MATTHEW BRANNON: This is Matthew Brannon, and the artwork that we're looking at is called The Never That Lasts Forever.
Public art is a subject I was thinking about at this time, living in New York in sort of post-9/11 situation, and public art I think often is used to sedate in spaces which can create anxiety, such as airports, intersections, bank lobbies. There's a danger of it becoming patronizing, which I worry about. It easily slips into all form and no content, or the sort of slight on the viewer.
So looking at public art at this period of time, and having the criticisms I had, then I took upon that challenge to myself, and imagined what I would make.
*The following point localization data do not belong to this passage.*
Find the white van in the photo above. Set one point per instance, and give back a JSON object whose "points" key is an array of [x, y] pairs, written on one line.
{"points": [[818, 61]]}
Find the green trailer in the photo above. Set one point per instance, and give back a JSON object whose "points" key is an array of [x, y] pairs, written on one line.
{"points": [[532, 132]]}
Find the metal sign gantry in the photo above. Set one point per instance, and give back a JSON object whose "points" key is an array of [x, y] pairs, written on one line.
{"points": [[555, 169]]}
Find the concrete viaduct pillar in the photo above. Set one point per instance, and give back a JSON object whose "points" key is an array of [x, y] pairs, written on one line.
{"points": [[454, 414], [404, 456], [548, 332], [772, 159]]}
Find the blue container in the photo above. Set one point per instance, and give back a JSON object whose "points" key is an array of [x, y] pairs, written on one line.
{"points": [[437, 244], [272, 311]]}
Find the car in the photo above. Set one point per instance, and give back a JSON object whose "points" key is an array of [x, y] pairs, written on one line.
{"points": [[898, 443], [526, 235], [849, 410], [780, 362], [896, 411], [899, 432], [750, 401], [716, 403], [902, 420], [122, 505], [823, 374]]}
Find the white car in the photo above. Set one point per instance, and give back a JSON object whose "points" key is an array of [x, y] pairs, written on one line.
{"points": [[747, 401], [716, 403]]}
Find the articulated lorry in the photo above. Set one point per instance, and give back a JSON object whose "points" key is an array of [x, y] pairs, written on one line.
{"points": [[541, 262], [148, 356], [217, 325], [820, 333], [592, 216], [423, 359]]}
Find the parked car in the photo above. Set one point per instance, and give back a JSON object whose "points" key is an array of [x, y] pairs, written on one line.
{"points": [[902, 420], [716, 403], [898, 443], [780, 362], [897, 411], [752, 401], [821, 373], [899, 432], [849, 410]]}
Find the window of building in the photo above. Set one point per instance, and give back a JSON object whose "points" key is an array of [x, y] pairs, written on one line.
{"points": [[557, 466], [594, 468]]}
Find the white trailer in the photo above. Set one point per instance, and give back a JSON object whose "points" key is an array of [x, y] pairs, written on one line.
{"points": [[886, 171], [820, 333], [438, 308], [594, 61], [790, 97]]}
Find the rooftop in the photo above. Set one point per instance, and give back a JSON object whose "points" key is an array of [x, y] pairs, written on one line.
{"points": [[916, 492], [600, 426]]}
The knives are hopefully well balanced, and both suggest that they're flying through the air, but that they're somehow resting upon each other, or obviously referencing slightly the idea of a mobile or a kind of a classic modernist public sculpture.
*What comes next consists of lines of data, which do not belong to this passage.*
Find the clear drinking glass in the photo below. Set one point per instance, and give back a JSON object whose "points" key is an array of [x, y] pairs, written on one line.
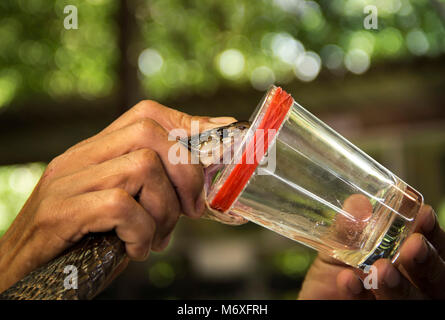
{"points": [[320, 190]]}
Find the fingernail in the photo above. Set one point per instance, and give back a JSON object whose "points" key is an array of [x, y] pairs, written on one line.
{"points": [[165, 242], [355, 287], [222, 120], [200, 203], [423, 252], [392, 278], [431, 221]]}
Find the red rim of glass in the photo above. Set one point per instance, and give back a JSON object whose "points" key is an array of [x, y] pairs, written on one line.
{"points": [[274, 116]]}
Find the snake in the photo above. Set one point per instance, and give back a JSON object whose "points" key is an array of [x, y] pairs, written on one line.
{"points": [[97, 257]]}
The precariousness of the arrangement, certainly part of it is that the knives imply danger. In fact these are very domestic utensils. The design itself, you know, admittedly has a certain Crate and Barrel, look to it, which is intention as well.
I made this work very simply, by looking at kitchen knives and doing sketches, and then what I do is I draw, using a very simple, vector-based computer program, and spent a long time collaging it to get this relation of the knives.
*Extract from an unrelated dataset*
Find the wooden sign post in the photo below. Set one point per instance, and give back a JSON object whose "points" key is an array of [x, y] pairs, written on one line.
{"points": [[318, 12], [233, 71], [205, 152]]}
What you're looking at is a vinyl reproduction of the artwork. It's basically a big sticker, and that is a bit of a hopefully humorous or cheeky part of this work, in that even though it's so large and black, and sort of implies, we would imagine, authority. It's very casual in another sense, in that, you know, when it comes down it'll just be peeled off the wall.
I'm very interested in word play and writing, and a large part of my work, I would say takes the form of poetry. So The Never That Lasts Forever should be a bit over the top, and have a sense of humor to it.